In March, the UK equity market produced a total return of 2.7% as measured by the FTSE All Share Index. There was a marked divergence between the performance of the FTSE 100 Index (of the largest 100 companies) which returned 3.3% and the FTSE 250 Index of medium-sized companies which produced a negative return of 0.1%.
The FTSE 100 Index has a bias towards large international companies and these did well during the month. Included among City of London’s largest ten holdings are Diageo, British American Tobacco and Unilever and they were all notable outperformers. In contrast, Carnival, the leading cruise ship owner and operator, had a disappointing month’s share price performance due to cautious guidance on future profits at the time of its quarterly results.
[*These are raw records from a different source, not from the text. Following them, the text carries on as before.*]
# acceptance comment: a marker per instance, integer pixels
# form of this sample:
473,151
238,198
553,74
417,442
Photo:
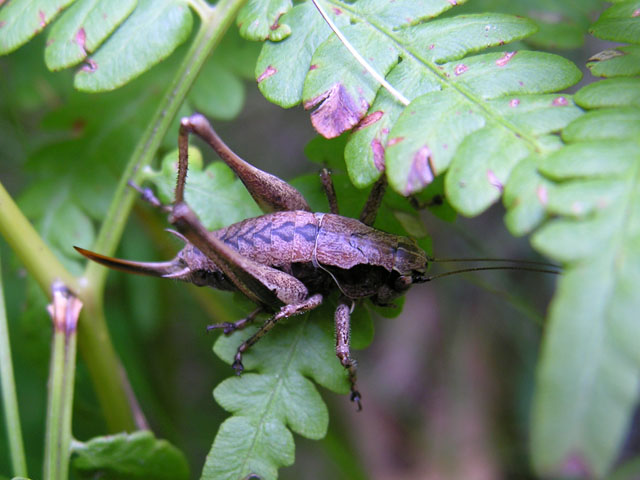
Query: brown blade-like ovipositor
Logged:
170,269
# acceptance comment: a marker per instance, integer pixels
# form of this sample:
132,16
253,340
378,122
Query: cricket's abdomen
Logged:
281,239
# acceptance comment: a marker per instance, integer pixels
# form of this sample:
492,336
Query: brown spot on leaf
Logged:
78,126
80,38
378,154
276,24
270,70
542,194
575,465
560,102
493,180
460,69
91,66
337,111
420,173
504,59
369,120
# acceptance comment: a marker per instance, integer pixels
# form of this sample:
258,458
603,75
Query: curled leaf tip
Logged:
494,181
504,59
91,66
421,171
378,154
337,111
269,71
460,69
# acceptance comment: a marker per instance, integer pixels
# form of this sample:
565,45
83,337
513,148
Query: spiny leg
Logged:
286,311
230,327
270,192
370,209
329,190
343,347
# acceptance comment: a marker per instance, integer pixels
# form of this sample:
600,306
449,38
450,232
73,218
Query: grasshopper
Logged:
287,260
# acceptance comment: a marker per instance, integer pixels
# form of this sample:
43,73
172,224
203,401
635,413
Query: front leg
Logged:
286,311
230,327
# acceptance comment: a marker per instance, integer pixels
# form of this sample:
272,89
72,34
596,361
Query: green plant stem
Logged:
110,382
64,309
9,397
31,250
However, the company has a good record of meeting its guidance and an addition was made to City of London’s stake in it.
A takeover bid was agreed for Manx Telecom, the Isle of Man’s telecommunications provider, which led to a sharp rise in its share price. City of London’s stake, which had been held since Manx’s stock market listing in 2014, was sold at a decent profit.
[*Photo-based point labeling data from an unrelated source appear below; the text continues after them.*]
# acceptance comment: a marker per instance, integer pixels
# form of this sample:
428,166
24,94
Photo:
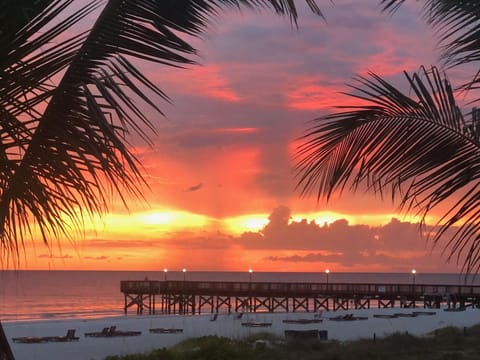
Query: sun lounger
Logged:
70,336
30,340
256,324
302,321
112,332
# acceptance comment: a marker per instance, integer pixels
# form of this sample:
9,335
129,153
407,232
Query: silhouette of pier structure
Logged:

There still remains considerable uncertainty about the outcome of the Brexit negotiations but UK economic growth has been resilient. In addition, some 70% of the revenues of London stock market listed companies come from overseas. The change in stance to a less restrictive monetary policy from the Federal Reserve, the US central bank, should be helpful to global growth. The dividend yield from UK equities continues to be attractive relative to the main alternatives.